5 Bir kez konuştum, yanıt almadım, İkinci kez konuşamam artık.”
Una vez hablé, y no responderé: aun dos veces, mas no tornaré á hablar.
6 RAB kasırganın içinden Eyüp'ü şöyle yanıtladı:
ENTONCES respondió Jehová á Job desde la oscuridad, y dijo:
7 “Şimdi erkek gibi kuşağını beline vur da, Ben sorayım, sen anlat.
Cíñete ahora como varón tus lomos; yo te preguntaré, y explícame.
8 “Adaletimi boşa mı çıkaracaksın? Kendini haklı çıkarmak için beni mi suçlayacaksın?
¿Invalidarás tú también mi juicio? ¿me condenarás á mí, para justificarte á ti?
9 Sende Tanrı'nın bileği gibi bilek var mı? Sesin O'nunki gibi gürleyebilir mi?
¿Tienes tú brazo como Dios? ¿y tronarás tú con voz como él?
10 Öyleyse şan ve şerefe bürün, Görkem ve yücelik kuşan.
Atavíate ahora de majestad y de alteza: y vístete de honra y de hermosura.
11 Gazabının ateşini saç, Gururluya bakıp onu alçalt.
Esparce furores de tu ira: y mira á todo soberbio, y abátelo.
12 Gururluya bakıp onu çökert, Kötüleri bulundukları yerde ez.
Mira á todo soberbio, y humíllalo, y quebranta á los impíos en su asiento.
13 Hepsini birlikte toprağa göm, Mezarda yüzlerini kefenle sar.
Encúbrelos á todos en el polvo, venda sus rostros en la oscuridad;
14 O zaman sağ kolunun seni kurtarabileceğini Ben de kabul ederim.
Y yo también te confesaré que podrá salvarte tu diestra.
15 “Seninle birlikte yarattığım Behemot'a bak, Sığır gibi ot yiyor.
He aquí ahora behemoth, al cual yo hice contigo; hierba come como buey.
16 Bak, ne güç var belinde, Karnının kasları ne güçlü!
He aquí ahora que su fuerza está en sus lomos, y su fortaleza en el ombligo de su vientre.
17 Kuyruğunu sedir ağacı gibi sallıyor, Sımsıkıdır uyluk lifleri.
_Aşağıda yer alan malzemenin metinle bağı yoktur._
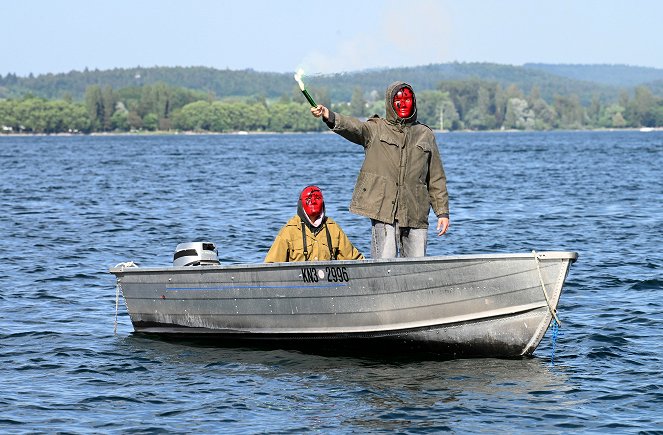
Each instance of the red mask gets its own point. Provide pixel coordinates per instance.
(403, 102)
(312, 202)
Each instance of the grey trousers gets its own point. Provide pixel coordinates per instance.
(389, 240)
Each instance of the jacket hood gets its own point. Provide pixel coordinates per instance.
(390, 112)
(304, 217)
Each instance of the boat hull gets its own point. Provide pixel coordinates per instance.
(475, 305)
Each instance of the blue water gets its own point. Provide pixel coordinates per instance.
(74, 206)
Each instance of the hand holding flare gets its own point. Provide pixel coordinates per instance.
(298, 78)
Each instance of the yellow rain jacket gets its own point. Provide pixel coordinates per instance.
(289, 245)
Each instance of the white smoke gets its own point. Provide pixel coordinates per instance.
(404, 34)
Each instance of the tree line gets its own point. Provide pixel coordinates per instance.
(455, 105)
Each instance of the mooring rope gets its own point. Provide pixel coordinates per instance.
(543, 286)
(117, 291)
(554, 342)
(117, 303)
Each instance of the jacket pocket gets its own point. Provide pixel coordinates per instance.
(369, 192)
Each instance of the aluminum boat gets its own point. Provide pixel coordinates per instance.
(493, 305)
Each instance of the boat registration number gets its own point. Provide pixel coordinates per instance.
(330, 273)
Su cola mueve como un cedro, y los nervios de sus genitales son entretejidos.
18 Kemikleri tunç borular, Kaburgaları demir çubuklar gibidir.
Sus huesos son fuertes [como] bronce, y sus miembros como barras de hierro.
19 Tanrı'nın yapıtları arasında ilk sırayı alır, Yalnız Yaratıcısı ona kılıçla yaklaşır.
El es la cabeza de los caminos de Dios: el que lo hizo, puede hacer que su cuchillo á él se acerque.
20 Tepeler ürünlerini ona getirir, Bütün yabanıl hayvanlar yanında oynaşır.
Ciertamente los montes producen hierba para él: y toda bestia del campo retoza allá.
21 Hünnap çalıları altında, Kamışlarla örtülü bir bataklıkta yatar.
Echaráse debajo de las sombras, en lo oculto de las cañas, y de los lugares húmedos.
22 Hünnaplar onu gölgelerinde saklar, Vadideki kavaklar kuşatır.
Los árboles sombríos lo cubren con su sombra; los sauces del arroyo lo cercan.
23 Irmak coşsa bile o ürkmez, Güvenlik içindedir, Şeria Irmağı boğazına dayansa bile.
He aquí que él tomará el río sin inmutarse: y confíase que el Jordán pasará por su boca.
24 Gözleri açıkken kim onu tutabilir, Kim kancayla burnunu delebilir?
¿Tomarálo alguno por sus ojos en armadijos, y horadará su nariz?